Judge Upholds Kentucky Hospital's Vaccine Mandate, Cites SCOTUS Smallpox Ruling in 1905

A federal judge in Kentucky said Friday that a state health care system can require its employees to be vaccinated against COVID-19, citing a Supreme Court decision that upheld a smallpox vaccine mandate in Massachusetts in 1905.

In a 20-page ruling, U.S. District Judge David Bunning said St. Elizabeth Healthcare can mandate its more than 10,000 employees in Northern Kentucky to be vaccinated in response to the pandemic. The health care system is the largest employer in the region and is requiring all of its employees to have at least one dose of the vaccine by October 1st.

"Actual liberty for all of us cannot exist where individual liberties override potential injury done to others," Bunning said in the ruling, while adding that the vaccine mandate is "substantially less restrictive" than the one in 1905, reported the Cincinnati Enquirer. That Supreme Court case ruled that it was constitutional for the Massachusetts Board of Health to require vaccination against smallpox during an epidemic.

"It is within the police power of a State to enact a compulsory vaccination law, and it is for the legislature, and not for the courts, to determine in the first instance whether vaccination is or is not the best mode for the prevention of smallpox and the protection of the public health," the 1905 case stated, according to Justia.

St. Elizabeth announced its vaccine mandate for workers without religious or medical exemptions in August. Under the new rule, employees will have until November 1 to become fully inoculated against the virus.

In response, dozens of the hospital group's employees filed a lawsuit earlier this month asking Bunning to declare the vaccine mandate illegal and to temporarily block the requirement while the case was reviewed in court, according to the Enquirer.

On Friday, Bunning said that while employees have expressed that they are suspicious about the safety and efficacy of COVID-19 vaccines, the hospital group has the right to create its own terms of employment.

COVID-19 vaccine
A federal judge in Kentucky ruled that a state health care system can require its employees to be vaccinated against COVID-19. Here, vials and syringes of COVID vaccines are displayed for a photograph at a Culver City Fire Department vaccination clinic on August 5, 2021, in California. PATRICK T. FALLON/AFP/Getty Images

The federal judge said the case is about whether a private employer can "modify its employment conditions to require employees to be vaccinated in response to an unprecedented global pandemic," the Enquirer reported.

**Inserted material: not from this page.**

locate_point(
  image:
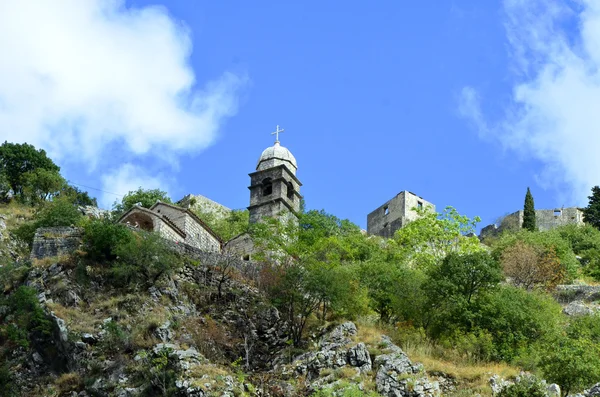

Bunning added that if an employee believes individual liberties are more important than conditions of employment, that person can alternatively look for another job.

An attorney representing St. Elizabeth said Friday that the ruling "could not be more strongly in our favor."

"This is great news for St. Elizabeth patients, for St. Elizabeth associates and for our whole community," Mark Guilfoyle said. "This mandate is going to help reduce community spread, and it's going to help keep people out of the hospital, which is already stressed."

The hospital group has previously said that its vaccine requirement is "a duty to provide an environment that is as safe as possible for patients" and "to provide a workplace that is free of recognized hazards."